In summary, the Bill provides that new claimants for jobseeker's benefit will in future have to have paid a total of at least 104 contributions to the social insurance fund, with at least 13 of these paid in the relevant tax year, and the duration of the payment will be either 12 or nine months, depending on the number of social insurance contributions they have made in the past. I should stress that the people with limited means who will be affected by these restrictions in entitlement to social insurance benefits will be able to claim jobseeker's allowance or another social assistance payment, such as the supplementary welfare allowance. The maximum rate of jobseeker's allowance is paid at the same rate as jobseeker's benefit.
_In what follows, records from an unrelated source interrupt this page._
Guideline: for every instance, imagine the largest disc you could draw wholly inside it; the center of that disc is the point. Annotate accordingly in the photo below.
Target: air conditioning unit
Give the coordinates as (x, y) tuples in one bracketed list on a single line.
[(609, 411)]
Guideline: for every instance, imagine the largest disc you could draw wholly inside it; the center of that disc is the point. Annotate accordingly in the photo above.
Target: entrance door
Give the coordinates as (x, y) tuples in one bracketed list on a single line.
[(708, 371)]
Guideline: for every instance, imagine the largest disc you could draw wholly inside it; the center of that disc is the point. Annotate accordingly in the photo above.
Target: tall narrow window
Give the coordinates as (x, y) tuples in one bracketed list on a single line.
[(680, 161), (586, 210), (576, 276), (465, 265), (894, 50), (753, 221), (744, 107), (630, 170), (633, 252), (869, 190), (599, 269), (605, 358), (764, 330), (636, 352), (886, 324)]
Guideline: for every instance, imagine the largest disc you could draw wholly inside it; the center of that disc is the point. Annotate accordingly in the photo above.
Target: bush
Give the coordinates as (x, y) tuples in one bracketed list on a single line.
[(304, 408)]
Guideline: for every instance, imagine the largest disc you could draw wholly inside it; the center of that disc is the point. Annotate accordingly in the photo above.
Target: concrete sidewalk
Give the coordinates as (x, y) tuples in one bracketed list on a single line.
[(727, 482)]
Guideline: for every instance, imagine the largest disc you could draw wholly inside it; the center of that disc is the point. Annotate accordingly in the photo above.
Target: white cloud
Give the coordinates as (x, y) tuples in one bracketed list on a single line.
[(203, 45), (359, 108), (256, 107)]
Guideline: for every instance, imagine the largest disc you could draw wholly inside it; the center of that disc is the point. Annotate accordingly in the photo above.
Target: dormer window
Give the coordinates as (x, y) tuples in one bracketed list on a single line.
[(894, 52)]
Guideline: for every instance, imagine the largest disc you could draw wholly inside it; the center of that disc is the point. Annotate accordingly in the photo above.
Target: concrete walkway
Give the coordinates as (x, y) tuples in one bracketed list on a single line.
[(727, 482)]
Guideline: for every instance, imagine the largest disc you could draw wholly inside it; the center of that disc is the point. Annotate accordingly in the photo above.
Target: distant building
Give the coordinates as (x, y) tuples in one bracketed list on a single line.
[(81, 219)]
The Bill also amends the Citizens Information Acts 2000 to 2007 to enhance the functions of the Citizens Information Board through the assignment to it of responsibility for the provision of the money advice and budgeting service, MABS. MABS staff provide a highly valued service for people who are over-indebted and need help and advice in coping with debt problems. However, it has been recognised for some time that the service needs a proper legislative basis and structure.

After detailed consideration, the Government decided that assignment of these responsibilities to the Citizens Information Board would best achieve that outcome. The MABS and citizens information centres complement each other as both are involved in providing information, advice and advocacy services to the public. In addition, the Citizens Information Board has a long association with MABS at both national and local level and was involved in establishing some of the original MABS pilot projects. The proposals envisage that MABS will be a separate and distinct service within the Citizens Information Board. There will be no change in the status of the 53 independent MABS companies with voluntary boards of management, or in the employment status of their 240 employees who provide the local services.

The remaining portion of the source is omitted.